Xiaomi Gateway becomes unavailable after some hours

@alexjomin not all… I’m not having any issues and @Lucas_Rey was able to solve the exact same issue. There are several (long) topics on network issues related to the Xiaomi gateway. As far as I know the way HA communicates with the gateway is different from the Mi home app. From that point of view there are some limitations in the API. The solutions I have seen where always related to the network configuration (router, wifi repeater, firewall, etc.) Others replaced the xiaomi gateway with a different zigbee gateway solution.

@sjee Maybe it’s a networking issue, but if so, the 2.5 hours timeout limit should be hardcoded somewhere in HA. I will try with another router and I’ll let you know.

I guess we have a clue here : https://github.com/home-assistant/home-assistant/blob/dev/homeassistant/components/xiaomi_aqara.py#L45

So if we have a networking issue, the timeout is fired after 150 min. It explains why we are experimenting the same time to see the Xiaomi Sensors unavailable. New router ordered today, I’ll you know.

@alexjomin Any luck yet? My Homeassistant/Aqara was stable until about two weeks ago. Since then, it’s always stable for 2,5 hours and gets unavailable after exactly 2,5 hours.
My router is a Netgear R7000, so that should be stable enough :slight_smile:
The Aqara gateway is about 1 meter away from the router.
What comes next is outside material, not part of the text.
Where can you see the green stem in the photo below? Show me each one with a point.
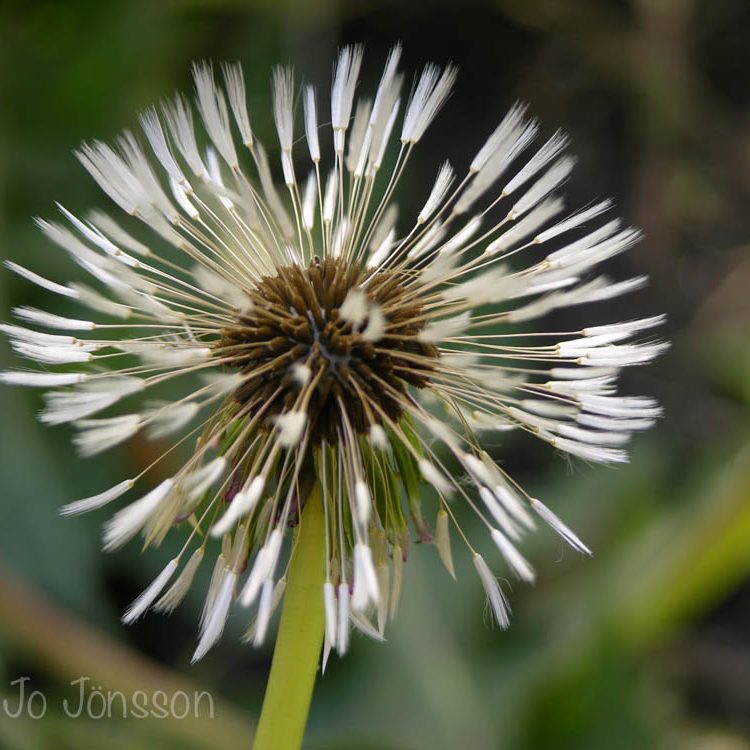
(295, 657)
I did change my setup of home assistant to a docker environment, with port 8123 exposed. If anything would have been wrong with the ports, it wouldn’t work at all I guess - and not just 2,5 hours, right?

@harmjanr Did you add the --net=host to your container ?

By the way to be sure, enter inside your container and run a tcpdump -A -i wlan0 udp port 9898 (if your interface is wlan0) If all is ok you should see the UDP messages coming from the Xiaomi Gateway if not, the gateway is not reaching the container.

@alexjomin Nope, I created one bridge network that is used for all my docker containers. It is set up this way to have container linking in my reverse proxy. But the docker network can’t really be the problem, otherwise it wouldn’t work at all instead of only 2,5 hours, right?

Read the topic, there is a very good explanation why network issues will actually cause a 2,5 hour timeout.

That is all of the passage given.